Bio-orto innovativo sul tetto della FAO a Roma: un prototipo per produrre cibo in aree in cui mancano spazio e risorse

La resilienza nell’agricoltura urbana: si può sintetizzare così il progetto dell’orto biologico inaugurato questa mattina, mercoledì 17 novembre 2021, sulla terrazza della sede della FAO di Roma. Presenti alla simbolica cerimonia del taglio del nastro, tra gli altri, il direttore generale FAO Qu Dongyu, il vicedirettore Maurizio Martina, con Giorgio Grussu, coordinatore del progetto “Mountain Partnership Products“, l’amministratore delegato di Naturasì Fausto Jori e Paolo di Croce, segretario generale di Slow Food.

Con loro, a presentare il prototipo di Bio-Orto, sorta di laboratorio agro-ecologico, anche l’ambasciatore Vincenza Lo Monaco, rappresentante dell’Italia presso la Fao; Fabio Attorre, direttore dell’Orto Botanico di Roma – Università La Sapienza e Federico Di Vincenzo (startup Ecobubble).

L’obiettivo dell’iniziativa è quello di tracciare un modello di agricoltura che si delinei come risposta sostenibile e creativa alla crisi globale ambientale di risorse e cibo che riguarda l’umanità. Si tratta, in sostanza, di verificare la possibilità di replicare giardini pensili biologici lì dove il suolo è scarso o poco produttivo per affrontare e risolvere la carenza di cibo nei sistemi più fragili come le montagne e le zone urbane.

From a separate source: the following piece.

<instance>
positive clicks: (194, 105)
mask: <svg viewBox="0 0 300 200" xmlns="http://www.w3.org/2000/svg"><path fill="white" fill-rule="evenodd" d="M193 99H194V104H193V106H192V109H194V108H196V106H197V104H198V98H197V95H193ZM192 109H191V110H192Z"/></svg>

Quella inaugurata sul tetto della Fao è una vera e propria oasi bio, che ospita antiche varietà biologiche, tra cui – per la stagione invernale – il peperoncino Papecchia, il cavolfiore violetto catanese, la cicoria catalogna di Brindisi, il sedano nostrale di Francavilla Fontana e il peperone Sweet Julie, solo per citarne alcune. Tutte le specie di piante selezionate per la coltivazione provengono dalla Fondazione Seminare il Futuro, di cui NaturaSì è partner.

Primo nel suo genere su un edificio delle Nazioni Unite, l’orto biologico modulare all’avanguardia è stato realizzato da NaturaSì con l’Università La Sapienza – Orto botanico di Roma, la startup Ecobubble e Slow Food in qualità di membri della Mountain Partnership, alleanza dell’ONU che conserva e valorizza l’agricoltura di alta quota.